Grammar schools 'unlikely to boost standards or social mobility'
Introducing more grammar schools is not likely to either raise overall educational standards or boost social mobility, new analysis backed by a former education minister suggests.
The findings will give further ammunition to opponents of lifting the ban on new grammar schools, a proposal unveiled by Education Secretary Justine Greening last week.
The plans face opposition not only from Labour, but also from a number of Tories including former education secretary Nicky Morgan.
The report from the Education Policy Institute, chaired by former Lib Dem education minister David Laws, found that comprehensive school pupils in areas with grammar schools do worse compared with children of similar ability in areas without grammars.
Although the effect was small, at only an average of one tenth of a grade per GCSE subject, it was twice as pronounced among the poorest pupils.
The researchers also found there was a 'grammar school bonus' whereby children who pass the 11+ exam score a third of a grade higher on average than able children in comprehensives.

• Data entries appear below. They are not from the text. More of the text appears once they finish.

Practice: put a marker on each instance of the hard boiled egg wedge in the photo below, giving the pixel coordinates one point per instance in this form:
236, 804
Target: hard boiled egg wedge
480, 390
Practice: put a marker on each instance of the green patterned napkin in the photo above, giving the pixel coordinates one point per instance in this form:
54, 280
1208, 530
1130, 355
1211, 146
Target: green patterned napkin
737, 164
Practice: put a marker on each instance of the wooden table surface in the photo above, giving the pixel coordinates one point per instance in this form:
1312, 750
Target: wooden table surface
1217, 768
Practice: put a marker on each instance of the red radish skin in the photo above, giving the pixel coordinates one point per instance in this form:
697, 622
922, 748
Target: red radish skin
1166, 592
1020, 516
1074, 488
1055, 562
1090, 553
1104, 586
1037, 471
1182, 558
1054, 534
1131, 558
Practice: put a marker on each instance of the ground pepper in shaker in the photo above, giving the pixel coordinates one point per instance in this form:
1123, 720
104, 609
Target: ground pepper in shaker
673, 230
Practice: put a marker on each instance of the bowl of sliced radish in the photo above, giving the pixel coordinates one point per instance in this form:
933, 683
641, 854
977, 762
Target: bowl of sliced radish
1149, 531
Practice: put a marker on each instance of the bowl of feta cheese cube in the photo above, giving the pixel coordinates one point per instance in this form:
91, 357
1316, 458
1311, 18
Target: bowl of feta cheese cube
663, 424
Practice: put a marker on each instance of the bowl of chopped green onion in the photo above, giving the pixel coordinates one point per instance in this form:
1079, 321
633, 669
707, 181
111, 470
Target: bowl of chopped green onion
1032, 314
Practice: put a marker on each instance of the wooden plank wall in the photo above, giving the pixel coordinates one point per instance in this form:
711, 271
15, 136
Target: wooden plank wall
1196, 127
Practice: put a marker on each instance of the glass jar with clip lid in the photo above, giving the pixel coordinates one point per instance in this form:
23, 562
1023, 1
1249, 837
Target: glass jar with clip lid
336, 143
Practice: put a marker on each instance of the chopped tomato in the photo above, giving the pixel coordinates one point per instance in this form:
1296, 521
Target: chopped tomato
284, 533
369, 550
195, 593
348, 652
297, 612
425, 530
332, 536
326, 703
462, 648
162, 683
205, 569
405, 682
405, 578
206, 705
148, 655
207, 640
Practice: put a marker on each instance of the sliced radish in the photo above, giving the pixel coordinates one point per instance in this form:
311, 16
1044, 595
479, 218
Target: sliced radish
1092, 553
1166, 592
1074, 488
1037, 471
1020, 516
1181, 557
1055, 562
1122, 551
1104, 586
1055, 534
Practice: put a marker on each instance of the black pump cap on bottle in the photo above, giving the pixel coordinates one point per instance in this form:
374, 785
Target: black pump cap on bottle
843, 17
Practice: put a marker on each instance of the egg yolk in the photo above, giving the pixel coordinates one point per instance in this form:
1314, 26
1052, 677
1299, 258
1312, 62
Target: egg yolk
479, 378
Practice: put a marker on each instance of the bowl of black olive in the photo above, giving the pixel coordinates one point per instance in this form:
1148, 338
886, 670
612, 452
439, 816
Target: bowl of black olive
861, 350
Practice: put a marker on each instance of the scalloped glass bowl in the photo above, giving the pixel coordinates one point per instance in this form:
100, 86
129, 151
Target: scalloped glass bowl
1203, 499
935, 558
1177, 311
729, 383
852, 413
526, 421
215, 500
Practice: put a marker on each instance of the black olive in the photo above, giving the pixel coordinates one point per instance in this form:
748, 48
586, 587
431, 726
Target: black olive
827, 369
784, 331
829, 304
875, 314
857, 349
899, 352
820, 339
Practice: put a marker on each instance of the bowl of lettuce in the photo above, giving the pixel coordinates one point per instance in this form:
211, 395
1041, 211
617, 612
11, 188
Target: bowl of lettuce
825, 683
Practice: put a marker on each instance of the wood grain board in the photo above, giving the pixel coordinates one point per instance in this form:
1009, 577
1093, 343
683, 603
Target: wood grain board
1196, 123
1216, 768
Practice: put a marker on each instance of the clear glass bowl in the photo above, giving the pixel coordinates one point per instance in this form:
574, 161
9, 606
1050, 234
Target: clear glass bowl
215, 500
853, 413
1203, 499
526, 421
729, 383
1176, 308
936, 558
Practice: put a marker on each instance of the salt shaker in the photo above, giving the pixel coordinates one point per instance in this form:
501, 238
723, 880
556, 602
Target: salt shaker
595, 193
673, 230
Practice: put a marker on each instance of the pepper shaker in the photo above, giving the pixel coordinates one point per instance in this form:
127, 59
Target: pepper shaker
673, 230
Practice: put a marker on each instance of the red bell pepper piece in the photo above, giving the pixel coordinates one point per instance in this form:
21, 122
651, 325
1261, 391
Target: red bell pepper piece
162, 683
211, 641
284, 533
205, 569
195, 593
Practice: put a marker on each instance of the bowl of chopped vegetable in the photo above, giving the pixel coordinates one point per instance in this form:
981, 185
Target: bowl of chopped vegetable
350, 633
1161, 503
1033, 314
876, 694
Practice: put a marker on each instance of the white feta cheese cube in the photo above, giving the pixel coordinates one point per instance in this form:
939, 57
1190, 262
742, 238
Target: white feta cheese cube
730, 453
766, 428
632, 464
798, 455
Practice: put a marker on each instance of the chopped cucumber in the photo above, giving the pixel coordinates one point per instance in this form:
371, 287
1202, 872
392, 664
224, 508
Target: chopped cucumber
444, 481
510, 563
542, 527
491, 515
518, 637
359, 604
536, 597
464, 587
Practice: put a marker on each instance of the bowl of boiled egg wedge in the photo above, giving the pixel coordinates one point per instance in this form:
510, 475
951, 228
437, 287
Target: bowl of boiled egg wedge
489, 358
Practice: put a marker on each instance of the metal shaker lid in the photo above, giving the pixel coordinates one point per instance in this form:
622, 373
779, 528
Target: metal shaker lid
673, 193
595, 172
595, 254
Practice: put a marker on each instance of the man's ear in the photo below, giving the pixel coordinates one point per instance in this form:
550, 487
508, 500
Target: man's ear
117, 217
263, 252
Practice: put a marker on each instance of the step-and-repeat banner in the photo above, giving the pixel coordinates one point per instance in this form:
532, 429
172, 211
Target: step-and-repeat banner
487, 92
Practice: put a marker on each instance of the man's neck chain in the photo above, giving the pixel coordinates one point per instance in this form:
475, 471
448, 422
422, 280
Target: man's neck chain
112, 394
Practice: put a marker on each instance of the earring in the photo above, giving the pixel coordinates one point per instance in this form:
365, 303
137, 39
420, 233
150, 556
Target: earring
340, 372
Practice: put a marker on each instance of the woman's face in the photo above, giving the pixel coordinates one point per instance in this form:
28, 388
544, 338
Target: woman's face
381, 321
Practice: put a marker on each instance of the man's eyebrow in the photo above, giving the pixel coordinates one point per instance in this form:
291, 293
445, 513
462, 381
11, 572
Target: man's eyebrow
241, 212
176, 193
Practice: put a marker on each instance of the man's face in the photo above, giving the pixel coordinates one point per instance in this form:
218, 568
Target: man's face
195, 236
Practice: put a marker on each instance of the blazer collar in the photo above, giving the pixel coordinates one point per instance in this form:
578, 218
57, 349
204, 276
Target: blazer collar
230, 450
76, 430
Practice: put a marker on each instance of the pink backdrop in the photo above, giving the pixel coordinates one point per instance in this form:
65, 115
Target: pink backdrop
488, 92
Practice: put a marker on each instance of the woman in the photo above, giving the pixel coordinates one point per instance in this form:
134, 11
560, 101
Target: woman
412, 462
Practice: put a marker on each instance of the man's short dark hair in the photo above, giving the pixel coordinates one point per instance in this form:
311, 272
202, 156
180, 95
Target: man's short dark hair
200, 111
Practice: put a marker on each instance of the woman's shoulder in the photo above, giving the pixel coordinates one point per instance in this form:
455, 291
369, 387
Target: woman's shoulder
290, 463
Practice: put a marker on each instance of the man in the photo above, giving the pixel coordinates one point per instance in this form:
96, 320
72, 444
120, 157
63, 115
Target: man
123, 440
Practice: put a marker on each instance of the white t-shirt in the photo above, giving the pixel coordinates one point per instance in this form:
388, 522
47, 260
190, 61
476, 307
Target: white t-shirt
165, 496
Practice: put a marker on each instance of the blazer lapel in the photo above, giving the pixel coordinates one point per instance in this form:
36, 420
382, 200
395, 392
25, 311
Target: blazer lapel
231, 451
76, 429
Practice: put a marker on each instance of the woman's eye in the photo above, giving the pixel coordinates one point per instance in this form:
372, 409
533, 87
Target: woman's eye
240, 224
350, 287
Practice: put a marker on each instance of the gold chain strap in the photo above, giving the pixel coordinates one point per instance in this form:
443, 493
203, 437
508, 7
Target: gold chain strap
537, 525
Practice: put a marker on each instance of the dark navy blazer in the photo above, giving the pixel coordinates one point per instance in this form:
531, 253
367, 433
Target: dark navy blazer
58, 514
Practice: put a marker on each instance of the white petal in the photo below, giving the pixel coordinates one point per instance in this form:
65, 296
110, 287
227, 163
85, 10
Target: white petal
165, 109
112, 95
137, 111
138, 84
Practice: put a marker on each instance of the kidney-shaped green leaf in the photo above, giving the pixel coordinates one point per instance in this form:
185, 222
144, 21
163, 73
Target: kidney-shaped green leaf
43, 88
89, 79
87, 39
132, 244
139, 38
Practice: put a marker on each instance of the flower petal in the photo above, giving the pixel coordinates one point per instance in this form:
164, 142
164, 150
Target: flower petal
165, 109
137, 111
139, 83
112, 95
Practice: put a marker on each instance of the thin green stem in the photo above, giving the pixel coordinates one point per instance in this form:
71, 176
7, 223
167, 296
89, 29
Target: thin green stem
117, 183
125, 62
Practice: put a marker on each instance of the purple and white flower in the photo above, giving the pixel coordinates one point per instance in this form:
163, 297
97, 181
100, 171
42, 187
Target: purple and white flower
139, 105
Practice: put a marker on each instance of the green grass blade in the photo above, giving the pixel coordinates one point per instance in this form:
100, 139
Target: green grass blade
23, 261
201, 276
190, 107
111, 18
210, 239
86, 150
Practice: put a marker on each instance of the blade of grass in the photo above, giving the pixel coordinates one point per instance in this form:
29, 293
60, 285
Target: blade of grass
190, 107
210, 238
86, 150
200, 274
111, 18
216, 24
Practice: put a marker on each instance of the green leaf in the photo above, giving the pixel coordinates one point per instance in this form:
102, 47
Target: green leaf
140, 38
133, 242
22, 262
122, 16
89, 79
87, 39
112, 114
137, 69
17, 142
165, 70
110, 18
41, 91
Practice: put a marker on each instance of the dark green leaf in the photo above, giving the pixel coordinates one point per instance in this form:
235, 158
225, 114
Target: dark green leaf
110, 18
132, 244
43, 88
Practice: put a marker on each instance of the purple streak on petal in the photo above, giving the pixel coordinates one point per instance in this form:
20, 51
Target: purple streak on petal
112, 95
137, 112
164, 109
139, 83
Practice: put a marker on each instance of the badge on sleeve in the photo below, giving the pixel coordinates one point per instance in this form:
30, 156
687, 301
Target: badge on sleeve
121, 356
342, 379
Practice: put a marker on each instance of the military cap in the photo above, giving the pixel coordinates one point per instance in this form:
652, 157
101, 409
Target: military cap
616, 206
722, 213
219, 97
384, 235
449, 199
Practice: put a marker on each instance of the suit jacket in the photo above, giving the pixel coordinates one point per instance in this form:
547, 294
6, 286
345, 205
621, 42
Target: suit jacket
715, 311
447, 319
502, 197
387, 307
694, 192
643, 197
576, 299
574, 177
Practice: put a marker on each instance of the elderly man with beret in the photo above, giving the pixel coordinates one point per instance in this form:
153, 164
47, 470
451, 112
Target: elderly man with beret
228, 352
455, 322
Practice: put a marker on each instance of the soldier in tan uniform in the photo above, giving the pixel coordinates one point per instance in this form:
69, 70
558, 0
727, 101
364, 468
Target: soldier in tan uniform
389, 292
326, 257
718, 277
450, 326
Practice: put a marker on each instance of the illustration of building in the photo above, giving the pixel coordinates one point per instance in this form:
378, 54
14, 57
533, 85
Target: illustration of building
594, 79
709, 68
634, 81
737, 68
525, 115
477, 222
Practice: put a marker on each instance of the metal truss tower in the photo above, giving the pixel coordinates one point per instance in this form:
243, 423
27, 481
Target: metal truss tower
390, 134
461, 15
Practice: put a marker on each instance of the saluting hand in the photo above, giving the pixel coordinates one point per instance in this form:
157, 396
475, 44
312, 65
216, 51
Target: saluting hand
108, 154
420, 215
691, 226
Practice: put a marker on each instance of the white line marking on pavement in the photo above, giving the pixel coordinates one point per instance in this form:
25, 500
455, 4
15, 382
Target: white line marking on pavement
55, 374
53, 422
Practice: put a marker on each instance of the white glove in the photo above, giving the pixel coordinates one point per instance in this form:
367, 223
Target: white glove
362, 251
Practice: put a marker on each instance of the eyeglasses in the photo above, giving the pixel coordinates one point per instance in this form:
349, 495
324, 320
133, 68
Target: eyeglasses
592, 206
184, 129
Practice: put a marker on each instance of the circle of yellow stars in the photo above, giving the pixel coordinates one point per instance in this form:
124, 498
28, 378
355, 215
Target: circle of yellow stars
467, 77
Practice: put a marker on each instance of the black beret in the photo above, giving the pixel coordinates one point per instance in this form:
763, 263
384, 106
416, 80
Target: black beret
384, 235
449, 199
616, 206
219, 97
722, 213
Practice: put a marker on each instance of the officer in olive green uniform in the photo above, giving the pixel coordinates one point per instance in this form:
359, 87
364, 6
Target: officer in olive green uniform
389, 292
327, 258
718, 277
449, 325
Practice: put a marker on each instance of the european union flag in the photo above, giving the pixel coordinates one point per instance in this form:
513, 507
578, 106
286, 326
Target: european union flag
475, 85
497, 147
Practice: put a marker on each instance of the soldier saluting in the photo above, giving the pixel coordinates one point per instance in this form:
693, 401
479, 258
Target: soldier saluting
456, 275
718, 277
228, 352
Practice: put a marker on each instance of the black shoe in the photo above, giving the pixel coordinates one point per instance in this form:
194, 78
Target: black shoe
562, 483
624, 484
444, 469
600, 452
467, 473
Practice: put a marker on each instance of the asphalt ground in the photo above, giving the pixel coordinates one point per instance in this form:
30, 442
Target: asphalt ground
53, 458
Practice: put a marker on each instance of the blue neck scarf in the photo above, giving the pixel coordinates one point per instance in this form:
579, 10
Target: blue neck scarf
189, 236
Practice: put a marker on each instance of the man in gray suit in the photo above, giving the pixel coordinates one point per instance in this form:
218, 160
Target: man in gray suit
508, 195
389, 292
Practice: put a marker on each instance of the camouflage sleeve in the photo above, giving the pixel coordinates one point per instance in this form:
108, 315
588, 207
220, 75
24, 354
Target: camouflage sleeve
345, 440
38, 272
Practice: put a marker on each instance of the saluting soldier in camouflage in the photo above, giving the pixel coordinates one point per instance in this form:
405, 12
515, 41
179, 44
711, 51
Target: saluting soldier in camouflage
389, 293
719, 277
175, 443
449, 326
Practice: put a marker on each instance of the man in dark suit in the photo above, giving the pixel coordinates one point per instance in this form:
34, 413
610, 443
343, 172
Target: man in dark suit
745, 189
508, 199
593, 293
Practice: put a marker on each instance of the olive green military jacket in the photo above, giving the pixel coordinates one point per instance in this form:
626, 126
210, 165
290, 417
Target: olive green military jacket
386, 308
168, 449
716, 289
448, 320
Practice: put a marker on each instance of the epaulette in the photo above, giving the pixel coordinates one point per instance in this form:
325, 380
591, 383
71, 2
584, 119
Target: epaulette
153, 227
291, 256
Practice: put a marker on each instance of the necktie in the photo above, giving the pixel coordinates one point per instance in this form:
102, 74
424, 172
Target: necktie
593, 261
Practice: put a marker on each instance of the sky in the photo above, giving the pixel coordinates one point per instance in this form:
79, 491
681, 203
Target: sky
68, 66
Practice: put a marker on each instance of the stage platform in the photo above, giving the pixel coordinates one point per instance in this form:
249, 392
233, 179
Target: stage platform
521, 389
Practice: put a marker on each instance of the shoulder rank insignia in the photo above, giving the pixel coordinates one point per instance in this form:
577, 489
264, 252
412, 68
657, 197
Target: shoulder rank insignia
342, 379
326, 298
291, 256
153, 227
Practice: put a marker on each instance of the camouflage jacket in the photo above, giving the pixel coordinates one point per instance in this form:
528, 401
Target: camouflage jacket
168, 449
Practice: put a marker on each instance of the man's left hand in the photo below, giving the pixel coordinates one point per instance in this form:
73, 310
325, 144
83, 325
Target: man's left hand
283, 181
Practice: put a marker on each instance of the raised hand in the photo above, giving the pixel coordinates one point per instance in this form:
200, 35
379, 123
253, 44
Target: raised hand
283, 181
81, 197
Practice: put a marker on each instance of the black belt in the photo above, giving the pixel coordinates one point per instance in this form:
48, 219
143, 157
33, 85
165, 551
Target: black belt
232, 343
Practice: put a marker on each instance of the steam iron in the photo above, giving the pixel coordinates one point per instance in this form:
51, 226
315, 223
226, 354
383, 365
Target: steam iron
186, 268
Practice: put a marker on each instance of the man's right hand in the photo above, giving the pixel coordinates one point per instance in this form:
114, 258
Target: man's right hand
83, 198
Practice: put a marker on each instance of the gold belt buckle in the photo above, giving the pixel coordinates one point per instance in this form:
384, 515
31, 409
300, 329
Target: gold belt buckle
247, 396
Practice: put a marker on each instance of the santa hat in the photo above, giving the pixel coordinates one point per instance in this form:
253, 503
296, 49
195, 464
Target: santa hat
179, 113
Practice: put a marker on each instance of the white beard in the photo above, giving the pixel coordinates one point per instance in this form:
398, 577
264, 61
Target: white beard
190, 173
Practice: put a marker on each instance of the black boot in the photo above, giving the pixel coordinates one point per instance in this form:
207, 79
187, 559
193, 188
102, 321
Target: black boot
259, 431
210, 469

However they concluded that the advantage of going to a selective school diminishes in areas where there is a higher proportion of grammar schools.
“It is clear from our analysis that creating additional grammar schools is unlikely to lead to either a significant improvement in overall education standards or an increase in social mobility," Mr Laws said.
“Indeed, without far more success in getting poor children into grammar schools, the total attainment gaps between poor children and richer children could well increase.”